Heres a pic of the splitter I use and the solenoid valve.


----------



## Brilliant (Apr 11, 2006)

Ken73 said:


> Hi Guys, just out of curiosity, is there an advantage of this setup over using a regular Kent Marine float valve? I've got my trash-can RO setup with a mechanical float valve on it, and it's been doing fine.



The float valve is for overflow.

This solenoid is to prevent the "waste water" from flowing after the float valve kicks off...because most units still flow. My "auto-shutoff-valve" was actually causing me grief with output so I removed it and went with a solenoid and timer. 

Basically the auto-shut-off valve or this setup posted here should be used to conserve water and prevent "waste water" from flowing constantly. The float valve does not stop waste water from flowing (unless your auto-shut-off valve is working properly).


----------



## Ken73 (Aug 17, 2006)

OK, so your RO unit doesn't have an auto-shutoff on it? I just bought a household drinking water RO unit from Lowe's, and it has a built-in auto-shutoff valve in it. Or am I misunderstanding it? I plumbed the output up to the trash can with the float valve. When it's filled up the trashcan, it shuts it off, then the undersink reservoir fills up and the RO unit stops, and doesn't waste any more water.

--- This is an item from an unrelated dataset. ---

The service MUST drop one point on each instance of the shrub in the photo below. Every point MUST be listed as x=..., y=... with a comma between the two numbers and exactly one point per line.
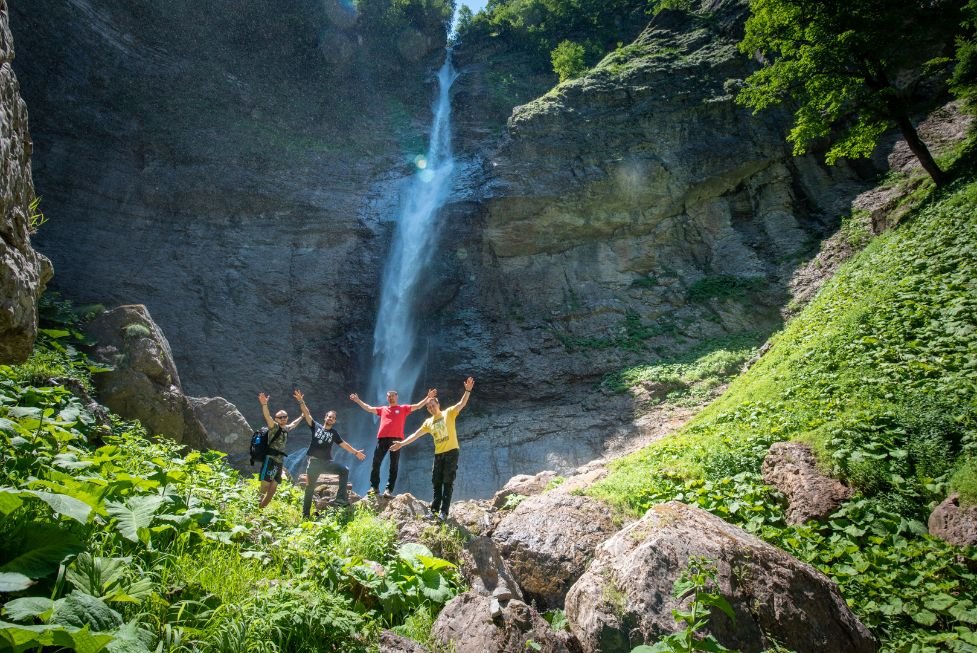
x=568, y=60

I bought the unit from Lowe's because I'm running it for drinking water as well as my ice maker - I made the trashcan reservoir for water changes (and it works wonders!)


----------



## Brilliant (Apr 11, 2006)

Ken73 said:


> OK, so your RO unit doesn't have an auto-shutoff on it? I just bought a household drinking water RO unit from Lowe's, and it has a built-in auto-shutoff valve in it. Or am I misunderstanding it? I plumbed the output up to the trash can with the float valve. When it's filled up the trashcan, it shuts it off, then the undersink reservoir fills up and the RO unit stops, and doesn't waste any more water.
> 
> I bought the unit from Lowe's because I'm running it for drinking water as well as my ice maker - I made the trashcan reservoir for water changes (and it works wonders!)


Yes the auto-shutoff valve will be fine. Mine started acting up.

If your always applying pressure to the unit the auto-shutoff will be fine. I was turning my water to the unit off and on and it got stuck.

I have a unit under my sink for drinking water and its fine with the water always on...its using the auto-shutoff valve.


----------